Bronx Park

Ben Abrams Playground

This text is part of Parks’ Historical Signs Project and can be found posted within the park.

Ben Abrams (1907-1984) operated a neighborhood luncheonette for many years on nearby Holland Avenue. He was an active member of the Hubert H. Humphrey Democratic Club, the Pelham Parkway Jewish Council, and B'nai B'rith, as well as a volunteer at Our Lady of Mercy Hospital. But perhaps most appreciated by his community was his café, an unofficial community center for the residents of the Pelham Parkway area.

Prior to being named Ben Abrams Playground in 1986, this property was informally called Lydig Avenue Playground by the community because of its location on the corner of Lydig Avenue and Bronx Park East. Philip Leidig was a baker who immigrated to America in 1750. He began by supplying sea biscuits to the merchant marine, and his son David expanded the business by purchasing flourmills near West Farms in 1830. Leidig’s grandson anglicized the surname from Leidig to Lydig, and later sold the family's land. At the end of the 19th century, Bronx Park was built on what had been Lydig's land.

Bronx Park, like the surrounding borough and the river that runs through it, is named for the 17th century Swedish sea captain who settled the area, Jonas Bronck (1600-1643). Bronck (sometimes also spelled Bronk) learned navigation and became a sea captain in Amsterdam, and in 1639 arrived in the area now named for him. The Swede purchased approximately 500 acres of land from the Dutch West India Company, and traded tools, clothes, and utensils with local Native Americans for additional property. He built a stone home in what is now Morrisania, and owned one of the largest collections of books in the colony. Bronck’s estate also played host to a peace conference with the Weckquasgeck Indians in 1642.

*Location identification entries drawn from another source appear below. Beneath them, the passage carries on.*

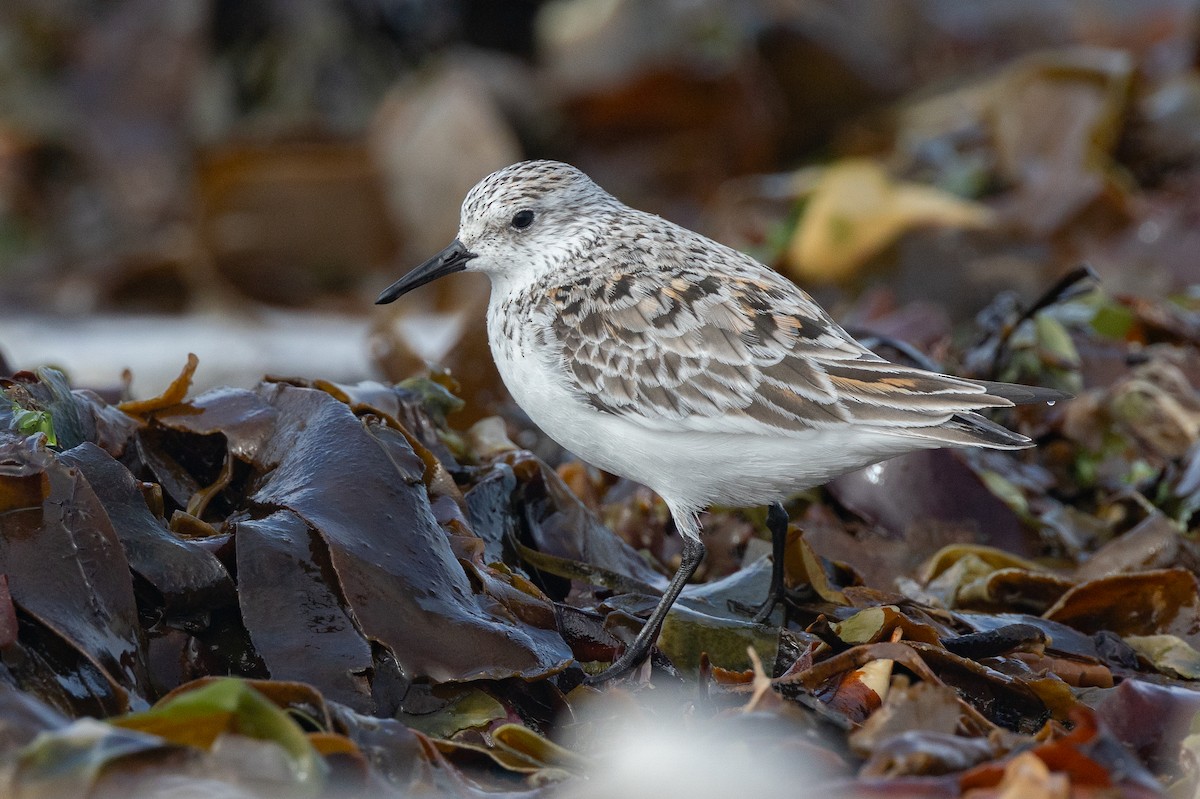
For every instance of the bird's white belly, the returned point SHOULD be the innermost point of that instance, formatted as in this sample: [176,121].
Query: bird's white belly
[690,469]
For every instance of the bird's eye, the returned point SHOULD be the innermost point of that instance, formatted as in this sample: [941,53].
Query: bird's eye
[522,220]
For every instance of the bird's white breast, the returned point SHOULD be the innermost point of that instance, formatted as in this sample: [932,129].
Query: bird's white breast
[690,469]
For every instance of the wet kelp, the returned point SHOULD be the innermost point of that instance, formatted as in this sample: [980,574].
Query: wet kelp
[309,586]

After Bronck, this property passed through several different families before the City acquired 640 acres of it between December 1888 and January 1889. Inspiration for Bronx Park came during a widespread movement to create public parks throughout the city in the 1880s. In 1881, John Mullaly (1835-1915), a former newspaper reporter and editor, and a group of citizens concerned with widespread urban growth formed the New York Park Association. The group’s lobbying efforts helped the passage of the New Parks Act in 1884, which funded the acquisition of several major undeveloped lands for the purpose of creating parks and parkways. By 1890, the city had acquired properties in the Bronx that would eventually become known as the Van Cortlandt, Pelham Bay, Bronx, Crotona, and Claremont Parks, as well as four parkways.

In 1997, a $251,495 allocation from Mayor Giuliani funded a renovation of the playground featuring new play equipment, safety surfacing, and a spray shower. These renovations complement the existing playground facilities: a flagpole with a yardarm, a spray shower, a drinking fountain, benches, swings for tots and kids, and game tables.